Here, average person who tries to make it to the gym a few times a week, is something you have in common with three-time Mr. Olympia Jay Cutler: Some days he doesn't feel like working out, either.
And here's something you don't have in common with Jay Cutler: Everything else.
Seriously. Look at him.
On the upside, we average guys and occasional gymgoers still can watch Cutler this weekend as he defends his current Mr. Olympia title and shoots for a fourth during the 2010 Mr. Olympia finals at the Orleans Arena.
It's the fifth visit to The Orleans for the Mr. Olympia championship, which is conducted by the International Federation of Bodybuilders Professional League. The world's best bodybuilders -- among them Cutler, Phil Heath, Kai Greene, Dexter Jackson and Branch Warren -- are scheduled to compete.
The weekend's slate of events also will include Ms. Olympia, Ms. Fitness Olympia and Ms. Figure Olympia events, in which, respectively, Iris Kyle, Adela Garcia and Nicole Wilkins-Lee will defend their titles.
This weekend also will see the first IFBB Pro League Bikini Olympia championship as well as a slate of other bodybuilding-oriented events at the Orleans Arena and Las Vegas Convention Center (for a full schedule, follow the "event schedule" link from www.MrOlympia.com).
A Cutler win this weekend will mark yet another accolade in a competitive career that began when he was 19.
Cutler, now 37 and a Las Vegas resident since 2001, has noted a number of changes in his sport over the years. For one thing, pro bodybuilders today actually can be true, full-time professional athletes.
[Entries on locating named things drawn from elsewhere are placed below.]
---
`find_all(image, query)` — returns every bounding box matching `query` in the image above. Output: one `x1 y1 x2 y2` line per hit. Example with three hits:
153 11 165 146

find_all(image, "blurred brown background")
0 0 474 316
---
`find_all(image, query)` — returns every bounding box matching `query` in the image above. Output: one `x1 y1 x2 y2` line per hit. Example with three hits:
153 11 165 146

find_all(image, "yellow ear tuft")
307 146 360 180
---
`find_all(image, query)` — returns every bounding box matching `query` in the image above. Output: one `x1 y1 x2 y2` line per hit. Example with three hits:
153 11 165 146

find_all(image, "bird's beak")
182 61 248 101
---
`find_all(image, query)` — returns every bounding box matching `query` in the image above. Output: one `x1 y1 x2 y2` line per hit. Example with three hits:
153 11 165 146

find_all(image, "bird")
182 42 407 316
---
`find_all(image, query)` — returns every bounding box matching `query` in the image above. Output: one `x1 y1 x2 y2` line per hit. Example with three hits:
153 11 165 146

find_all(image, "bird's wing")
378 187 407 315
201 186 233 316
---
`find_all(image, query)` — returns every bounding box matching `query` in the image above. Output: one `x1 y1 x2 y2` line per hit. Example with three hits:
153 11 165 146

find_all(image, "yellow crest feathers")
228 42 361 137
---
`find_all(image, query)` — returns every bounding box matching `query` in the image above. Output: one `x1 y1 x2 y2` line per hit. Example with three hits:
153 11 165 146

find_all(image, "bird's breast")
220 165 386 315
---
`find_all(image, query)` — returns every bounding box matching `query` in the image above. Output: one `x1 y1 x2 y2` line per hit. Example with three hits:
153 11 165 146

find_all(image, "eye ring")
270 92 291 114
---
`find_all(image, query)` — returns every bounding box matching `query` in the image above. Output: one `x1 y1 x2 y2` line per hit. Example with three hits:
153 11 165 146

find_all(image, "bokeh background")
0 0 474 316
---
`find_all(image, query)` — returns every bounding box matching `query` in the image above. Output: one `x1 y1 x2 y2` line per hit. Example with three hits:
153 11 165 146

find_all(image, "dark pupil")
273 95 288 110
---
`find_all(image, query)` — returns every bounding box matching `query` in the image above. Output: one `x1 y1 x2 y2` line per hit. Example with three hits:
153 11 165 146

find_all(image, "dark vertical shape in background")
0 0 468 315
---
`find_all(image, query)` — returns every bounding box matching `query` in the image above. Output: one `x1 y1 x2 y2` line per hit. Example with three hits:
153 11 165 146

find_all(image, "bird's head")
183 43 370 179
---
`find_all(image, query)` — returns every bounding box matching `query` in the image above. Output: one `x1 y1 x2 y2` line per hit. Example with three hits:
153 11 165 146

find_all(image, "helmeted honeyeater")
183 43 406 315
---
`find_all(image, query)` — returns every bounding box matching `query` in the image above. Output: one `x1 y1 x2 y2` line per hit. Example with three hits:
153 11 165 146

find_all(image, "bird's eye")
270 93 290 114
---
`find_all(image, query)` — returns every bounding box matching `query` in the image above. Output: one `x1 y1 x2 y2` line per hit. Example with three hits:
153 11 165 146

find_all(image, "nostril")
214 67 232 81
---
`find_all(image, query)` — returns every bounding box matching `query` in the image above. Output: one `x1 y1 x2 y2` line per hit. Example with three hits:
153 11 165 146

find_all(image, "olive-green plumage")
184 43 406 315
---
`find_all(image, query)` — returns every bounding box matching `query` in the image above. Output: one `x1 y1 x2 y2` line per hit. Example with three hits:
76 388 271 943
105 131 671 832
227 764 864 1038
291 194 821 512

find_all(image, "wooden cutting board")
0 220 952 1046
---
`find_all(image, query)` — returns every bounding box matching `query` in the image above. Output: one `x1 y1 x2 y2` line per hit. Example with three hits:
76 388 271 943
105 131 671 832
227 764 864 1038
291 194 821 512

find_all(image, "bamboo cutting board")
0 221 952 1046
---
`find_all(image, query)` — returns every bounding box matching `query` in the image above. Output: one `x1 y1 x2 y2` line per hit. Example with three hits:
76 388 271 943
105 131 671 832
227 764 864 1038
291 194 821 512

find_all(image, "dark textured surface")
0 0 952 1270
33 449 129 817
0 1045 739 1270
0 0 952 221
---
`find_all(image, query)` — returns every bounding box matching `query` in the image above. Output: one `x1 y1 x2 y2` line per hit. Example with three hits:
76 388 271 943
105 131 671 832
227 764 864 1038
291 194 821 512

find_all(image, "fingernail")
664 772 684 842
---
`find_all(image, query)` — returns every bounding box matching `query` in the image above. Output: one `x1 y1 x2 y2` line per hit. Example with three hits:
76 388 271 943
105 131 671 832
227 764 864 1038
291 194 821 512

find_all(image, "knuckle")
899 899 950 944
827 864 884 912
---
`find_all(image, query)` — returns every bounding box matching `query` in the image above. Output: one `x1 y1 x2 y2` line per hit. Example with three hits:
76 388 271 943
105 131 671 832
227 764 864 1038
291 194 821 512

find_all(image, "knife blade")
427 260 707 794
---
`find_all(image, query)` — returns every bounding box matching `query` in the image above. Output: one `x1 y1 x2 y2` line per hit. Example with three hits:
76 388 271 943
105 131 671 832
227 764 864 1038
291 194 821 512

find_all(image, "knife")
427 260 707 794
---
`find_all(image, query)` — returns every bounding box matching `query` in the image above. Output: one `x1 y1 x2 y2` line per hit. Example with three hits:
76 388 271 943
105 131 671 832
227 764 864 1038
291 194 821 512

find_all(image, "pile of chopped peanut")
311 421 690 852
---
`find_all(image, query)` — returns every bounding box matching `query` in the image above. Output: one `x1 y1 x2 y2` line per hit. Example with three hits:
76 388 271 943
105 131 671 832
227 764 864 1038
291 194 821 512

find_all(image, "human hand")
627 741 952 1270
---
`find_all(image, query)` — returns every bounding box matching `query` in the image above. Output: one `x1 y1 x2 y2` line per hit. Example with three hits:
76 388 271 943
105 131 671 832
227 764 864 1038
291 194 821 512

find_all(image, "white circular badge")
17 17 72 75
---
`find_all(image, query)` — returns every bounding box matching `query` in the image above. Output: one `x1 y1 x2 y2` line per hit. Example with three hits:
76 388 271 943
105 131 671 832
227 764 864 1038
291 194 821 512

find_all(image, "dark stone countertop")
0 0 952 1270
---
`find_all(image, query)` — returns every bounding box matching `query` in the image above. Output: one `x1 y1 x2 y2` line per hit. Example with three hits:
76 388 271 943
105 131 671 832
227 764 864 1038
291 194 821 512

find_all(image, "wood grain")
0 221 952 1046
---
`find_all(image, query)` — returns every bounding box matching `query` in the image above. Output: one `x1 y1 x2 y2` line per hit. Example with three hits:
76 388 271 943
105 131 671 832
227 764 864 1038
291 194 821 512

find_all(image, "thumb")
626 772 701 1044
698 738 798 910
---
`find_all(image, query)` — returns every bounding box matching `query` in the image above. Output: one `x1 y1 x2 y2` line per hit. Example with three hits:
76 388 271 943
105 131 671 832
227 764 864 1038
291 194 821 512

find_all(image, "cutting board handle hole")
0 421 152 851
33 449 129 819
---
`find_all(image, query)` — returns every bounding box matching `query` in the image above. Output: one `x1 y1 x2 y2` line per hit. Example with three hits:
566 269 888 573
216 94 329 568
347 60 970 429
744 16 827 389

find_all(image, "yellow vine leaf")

As recently as 10 years ago, "a lot of people worked jobs and were bodybuilders," he says.
And even during the years when seven-time Mr. Olympia Arnold Schwarzenegger was competing, "Mr. Olympia prize money was $1,000 for first place," Cutler notes, versus $200,000 for first place now.
Also, Cutler says, endorsement deals and sponsorships now allow the athletes to "focus solely on training for competition." Throughout most of the year, from October through June, Cutler's own schedule takes him all over the world. Then, for the remaining months of the year, Cutler devotes all of his time to training for Mr. Olympia, which remains the most prestigious competition, and most sought-after title, in bodybuilding.
Cutler admits that there are days when, just like the rest of us, he'd rather do just about anything than go to the gym.
"I give 14 weeks to prepare for this competition," he says. "So, I cut pretty much everything out of my life. I eat, sleep and train.
"You make a lot of sacrifices and hinder a lot of relationships -- family, friends, marriage, everything -- but, in the end, when you've had great success like myself, you look back and say, 'That was hard work, but everything paid off and it wasn't so bad.' "
What's the appeal for fans of bodybuilding? Cutler says it's largely an appreciation for "the discipline, the passion, the commitment, the dedication and the perseverance" it takes to compete at an elite level.
And, for his own fans, Cutler suspects it might have something to do with how hard he has worked to get to the elite level where he now resides.
"I was always kind of an underdog," Cutler explains. "I was runner-up five times before I became three-time champion."
So, Cutler says, fans "see me as a guy who's always fighting. When I finally broke through, it really didn't change my persona. It's always been (about) hard work and the nose to the grindstone and just doing whatever it takes to win."